今回は笑福亭仁鶴師匠のお稽古についてつづっていただきました。初めてのお稽古は突然だったそうです。それは…。笑福亭仁鶴師匠の面影を脳裏に浮かべながらお読みください。
師匠の稽古やあ
8月17日師匠笑福亭仁鶴が他界致しました。
余りに突然で思わぬことで驚いておりましたが、これからは笑福亭仁鶴の弟子として一歩でも師匠に近づけるよう精進してまいります。
師匠との思い出は沢山ありますが、ぼちぼち書いていきます。
◇◇◇◇◇◇◇◇◇◇
今回は稽古についてです。
わたいが入門したのが昭和52年4月1日、ちょいと早く山澤(仁勇)さんが入門しておりわたいと同期の西河(仁幹)さんもおり三人が毎日師匠の家に通っていた。
初めての稽古はまだ芸名も頂いてない5月23日であった。
弟子三人が師匠の奥さんを前に三題噺をしていた時に師匠が帰ってこられた。
(奥さんに弟子が三題噺をしたのはうちの一門くらいか)
いつもはすぐ二階へ上がって食事をされるがこの日は一階で食べてソファーに座り奥さんと話をされて、その流れで師匠に三題噺を聞いていただくことになった。
三人が違うお題で三題噺をやった。わたいのお題はなんだったかはっきりと覚えていないが一つは「蚊取り線香」であり、落ちは「蚊取り線香だけに煙にまかれました」的なことを言ったと思う。
また覚えていた『色事根問』も少し聞いていただいた。
師匠「癖のない喋りや、汚い言葉を使わずきれいな言葉を使うように」
何や訳のわからんうちに初めての稽古は終わった。
◇◇◇◇◇◇◇◇◇◇
次の稽古は7月3日であった。
本来落語の稽古は師匠が「こんにちは おーこっちは入り、どやげんきでやってるか」弟子が同じように「こんにちは、おーこっちは入り、どや元気でやってるか」と口移しでやるのであるが、当時の師匠は大変忙しく口移しでやる時間が無かったので弟子が覚えて聞いていただくやり方であった。
何を覚えるかは弟子が決めることが出来た。
今回は本格的な稽古、三人が浴衣を着て正座して待ってると師匠が部屋に入ってこられ
「おはようございます」
「おはようさん」
見台を前に座布団に座り熱いお茶をまず一口飲んで煙草に火をつけ稽古が始まった。まず西河さんの『青菜』続いて山澤さんの『兵庫船』そしてわたいの『色事根問』。
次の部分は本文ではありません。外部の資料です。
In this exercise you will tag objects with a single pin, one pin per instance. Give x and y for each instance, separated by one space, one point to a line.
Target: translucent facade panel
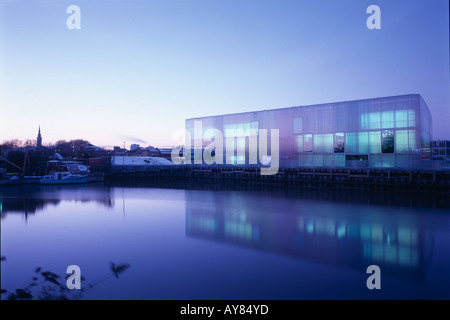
328 160
328 145
318 143
405 140
323 143
208 132
387 141
375 161
299 142
401 118
339 142
298 125
388 161
401 141
350 143
411 118
382 129
307 143
363 142
340 160
387 119
240 129
370 121
375 142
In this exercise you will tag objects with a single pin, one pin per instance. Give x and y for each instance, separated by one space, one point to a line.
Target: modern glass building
376 133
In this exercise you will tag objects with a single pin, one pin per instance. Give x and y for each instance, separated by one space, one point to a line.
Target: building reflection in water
31 199
329 232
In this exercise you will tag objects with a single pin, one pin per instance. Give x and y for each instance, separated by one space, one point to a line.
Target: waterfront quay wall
358 178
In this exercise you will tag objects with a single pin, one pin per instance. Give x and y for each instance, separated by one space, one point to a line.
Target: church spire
39 138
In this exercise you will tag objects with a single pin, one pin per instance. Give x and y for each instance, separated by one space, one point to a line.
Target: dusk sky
136 70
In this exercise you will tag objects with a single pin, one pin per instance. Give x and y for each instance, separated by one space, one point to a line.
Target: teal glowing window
363 142
323 143
298 125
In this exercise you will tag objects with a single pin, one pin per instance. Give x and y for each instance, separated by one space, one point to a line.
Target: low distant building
139 163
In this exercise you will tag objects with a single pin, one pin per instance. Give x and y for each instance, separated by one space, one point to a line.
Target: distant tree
70 148
17 158
11 144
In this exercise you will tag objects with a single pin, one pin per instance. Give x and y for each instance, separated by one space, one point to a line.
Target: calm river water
224 244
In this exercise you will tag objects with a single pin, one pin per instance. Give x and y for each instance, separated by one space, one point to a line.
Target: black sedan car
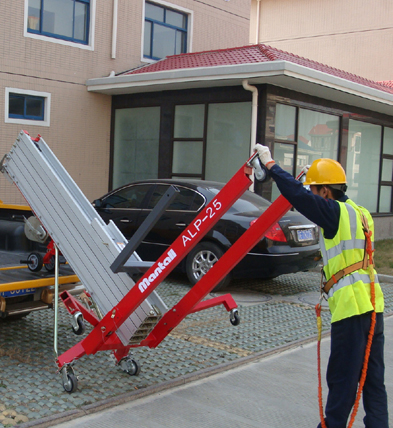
291 245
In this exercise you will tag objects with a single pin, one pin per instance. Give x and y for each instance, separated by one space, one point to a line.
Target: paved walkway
275 392
275 315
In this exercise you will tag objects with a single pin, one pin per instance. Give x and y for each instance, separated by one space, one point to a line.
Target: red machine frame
104 337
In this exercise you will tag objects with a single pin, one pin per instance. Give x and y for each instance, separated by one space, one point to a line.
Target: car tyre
201 259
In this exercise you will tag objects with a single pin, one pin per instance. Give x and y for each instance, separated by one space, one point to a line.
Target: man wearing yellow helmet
347 286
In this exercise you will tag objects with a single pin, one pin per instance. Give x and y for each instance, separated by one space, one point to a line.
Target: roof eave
279 73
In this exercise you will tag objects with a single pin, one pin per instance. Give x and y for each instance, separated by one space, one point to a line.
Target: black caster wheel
235 318
71 384
81 326
130 366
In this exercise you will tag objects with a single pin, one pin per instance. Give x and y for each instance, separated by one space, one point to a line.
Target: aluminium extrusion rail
88 244
107 331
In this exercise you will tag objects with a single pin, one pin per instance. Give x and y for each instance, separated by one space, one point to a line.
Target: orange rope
368 346
320 401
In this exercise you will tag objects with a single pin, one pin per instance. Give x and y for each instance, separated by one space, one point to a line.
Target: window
165 31
188 141
363 159
136 144
211 141
385 196
61 19
315 134
27 107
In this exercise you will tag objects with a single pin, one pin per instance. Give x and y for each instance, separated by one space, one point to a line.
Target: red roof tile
250 55
388 83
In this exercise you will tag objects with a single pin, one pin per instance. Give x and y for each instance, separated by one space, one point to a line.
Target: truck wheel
201 259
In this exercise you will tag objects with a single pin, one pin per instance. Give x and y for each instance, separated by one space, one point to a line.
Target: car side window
185 200
128 197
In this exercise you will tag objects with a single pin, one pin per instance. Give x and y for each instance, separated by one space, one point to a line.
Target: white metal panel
89 245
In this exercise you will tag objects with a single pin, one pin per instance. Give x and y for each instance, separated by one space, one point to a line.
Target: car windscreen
248 202
185 200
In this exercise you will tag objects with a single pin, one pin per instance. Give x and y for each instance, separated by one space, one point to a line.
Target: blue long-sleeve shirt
323 212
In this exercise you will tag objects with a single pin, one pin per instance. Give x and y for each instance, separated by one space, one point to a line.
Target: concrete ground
273 392
276 338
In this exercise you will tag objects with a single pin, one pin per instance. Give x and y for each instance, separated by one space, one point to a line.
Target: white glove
263 153
305 169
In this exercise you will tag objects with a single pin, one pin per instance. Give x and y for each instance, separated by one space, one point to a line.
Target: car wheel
201 259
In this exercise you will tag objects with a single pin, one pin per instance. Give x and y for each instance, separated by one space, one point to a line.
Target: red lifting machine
128 314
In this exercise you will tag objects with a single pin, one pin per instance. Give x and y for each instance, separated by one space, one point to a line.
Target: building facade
49 49
191 115
355 35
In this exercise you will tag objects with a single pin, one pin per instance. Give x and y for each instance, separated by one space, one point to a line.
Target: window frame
175 8
63 40
46 96
344 117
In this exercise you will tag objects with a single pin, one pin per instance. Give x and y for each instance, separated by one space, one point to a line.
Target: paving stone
31 386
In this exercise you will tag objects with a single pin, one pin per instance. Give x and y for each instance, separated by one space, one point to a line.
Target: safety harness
367 262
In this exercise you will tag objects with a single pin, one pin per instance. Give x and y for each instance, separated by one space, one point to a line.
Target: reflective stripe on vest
351 294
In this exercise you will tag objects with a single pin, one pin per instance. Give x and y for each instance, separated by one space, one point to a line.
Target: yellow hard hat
325 171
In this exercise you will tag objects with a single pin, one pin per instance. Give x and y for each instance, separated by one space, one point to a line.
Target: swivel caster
130 366
234 317
70 381
78 324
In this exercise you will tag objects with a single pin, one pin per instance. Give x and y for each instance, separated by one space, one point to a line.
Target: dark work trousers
348 344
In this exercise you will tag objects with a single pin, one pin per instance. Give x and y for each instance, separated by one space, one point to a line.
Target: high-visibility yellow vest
351 294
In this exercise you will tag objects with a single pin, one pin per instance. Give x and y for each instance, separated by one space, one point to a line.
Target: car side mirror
261 172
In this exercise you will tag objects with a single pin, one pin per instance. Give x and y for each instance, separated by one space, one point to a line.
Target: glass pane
175 18
228 139
33 19
363 163
16 105
187 157
388 141
387 170
80 24
385 199
189 121
136 144
285 122
34 106
318 137
58 17
147 39
154 12
284 155
164 40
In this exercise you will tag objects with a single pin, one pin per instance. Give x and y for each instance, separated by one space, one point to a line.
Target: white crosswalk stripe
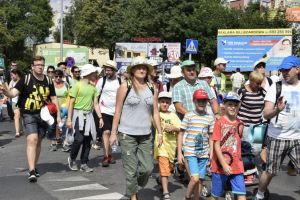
95 186
109 196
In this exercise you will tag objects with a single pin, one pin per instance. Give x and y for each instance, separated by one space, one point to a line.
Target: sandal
166 196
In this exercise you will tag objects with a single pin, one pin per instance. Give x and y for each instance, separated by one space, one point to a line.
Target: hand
227 169
113 139
101 123
281 104
159 140
69 124
180 159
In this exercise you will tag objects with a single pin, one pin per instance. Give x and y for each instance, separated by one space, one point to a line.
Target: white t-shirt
107 101
288 124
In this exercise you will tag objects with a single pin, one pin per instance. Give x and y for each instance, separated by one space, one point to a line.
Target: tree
22 19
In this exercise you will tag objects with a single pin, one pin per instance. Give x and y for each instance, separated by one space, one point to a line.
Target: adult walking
183 91
83 99
107 87
284 132
33 90
16 76
136 104
219 78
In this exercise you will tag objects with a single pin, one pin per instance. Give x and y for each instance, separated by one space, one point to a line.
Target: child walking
165 154
227 164
196 128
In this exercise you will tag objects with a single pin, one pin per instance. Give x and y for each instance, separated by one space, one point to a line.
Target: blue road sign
191 46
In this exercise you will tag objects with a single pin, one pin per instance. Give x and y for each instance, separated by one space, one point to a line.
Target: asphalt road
57 182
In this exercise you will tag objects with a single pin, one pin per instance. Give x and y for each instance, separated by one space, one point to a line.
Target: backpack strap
278 94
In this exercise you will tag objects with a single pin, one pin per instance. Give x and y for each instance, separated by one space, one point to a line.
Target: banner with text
243 47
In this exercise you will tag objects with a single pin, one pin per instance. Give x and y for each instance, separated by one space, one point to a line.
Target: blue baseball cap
289 62
232 96
187 63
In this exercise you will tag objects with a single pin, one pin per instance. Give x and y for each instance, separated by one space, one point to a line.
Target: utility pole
61 31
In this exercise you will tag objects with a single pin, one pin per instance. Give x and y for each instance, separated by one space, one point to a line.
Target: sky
56 4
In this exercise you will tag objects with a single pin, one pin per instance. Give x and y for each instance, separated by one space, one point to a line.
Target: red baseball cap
200 94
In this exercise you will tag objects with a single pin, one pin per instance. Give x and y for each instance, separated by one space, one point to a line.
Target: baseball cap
165 95
200 94
232 96
205 72
289 62
220 61
188 63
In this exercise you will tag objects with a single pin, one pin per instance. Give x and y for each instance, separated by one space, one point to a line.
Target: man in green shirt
84 98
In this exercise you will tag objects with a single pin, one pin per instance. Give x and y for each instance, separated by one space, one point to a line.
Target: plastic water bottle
114 147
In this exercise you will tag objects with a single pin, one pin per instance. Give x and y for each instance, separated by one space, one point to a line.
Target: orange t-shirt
229 134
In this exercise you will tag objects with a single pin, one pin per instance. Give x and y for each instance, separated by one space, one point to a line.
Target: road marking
95 186
74 178
109 196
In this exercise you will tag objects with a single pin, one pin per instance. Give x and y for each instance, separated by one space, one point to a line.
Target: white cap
205 72
165 95
45 116
87 69
175 72
152 62
220 61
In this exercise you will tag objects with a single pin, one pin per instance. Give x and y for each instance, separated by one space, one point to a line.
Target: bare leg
106 145
31 149
17 120
164 183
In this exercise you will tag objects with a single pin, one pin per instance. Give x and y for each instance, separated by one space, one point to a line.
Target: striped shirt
252 104
183 92
196 136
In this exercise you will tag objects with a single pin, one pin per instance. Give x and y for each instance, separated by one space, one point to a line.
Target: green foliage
21 19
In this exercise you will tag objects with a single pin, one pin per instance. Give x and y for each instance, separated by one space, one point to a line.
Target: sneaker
72 164
66 148
37 174
111 160
105 162
32 176
53 147
95 146
85 168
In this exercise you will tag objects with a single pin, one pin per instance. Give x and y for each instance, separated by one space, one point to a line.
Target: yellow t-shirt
168 148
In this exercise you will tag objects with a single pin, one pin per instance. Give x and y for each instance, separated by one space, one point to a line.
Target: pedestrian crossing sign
191 46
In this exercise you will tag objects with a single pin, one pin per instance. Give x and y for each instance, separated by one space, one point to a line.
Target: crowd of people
193 119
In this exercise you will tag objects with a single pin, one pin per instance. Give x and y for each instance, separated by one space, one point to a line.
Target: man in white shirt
284 129
237 80
107 87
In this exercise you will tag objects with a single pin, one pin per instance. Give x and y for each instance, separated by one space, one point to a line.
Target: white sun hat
175 72
45 116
女性にもてない男が物知りの年配者からもてる方法を聞く噺である。
一見栄 二男 三金 四芸 五精 六おぼこ 七台詞 八力 九肝 十評判
この一から十までで一つでも身に備わってると女性に好かれる。という噺である。
◇◇◇◇◇◇◇◇◇◇
三までやったところで今日は終わり、間違って覚えていた箇所を正され仕草を教えてもらう。
テンポが大事で描写はゆっくりとやる。
始めにしっかり覚える癖をつけること、ええ加減に覚える癖をつけてはダメ。
他の者がやってる稽古もしっかり聞いて覚えておくこと。
などなど大緊張の内に稽古は終わった。
弟子入りして三カ月くらいでの稽古、奥さんはこんなん初めてやとおっしゃっていた。
改めて師匠に弟子入りしてよかったと思った稽古であった。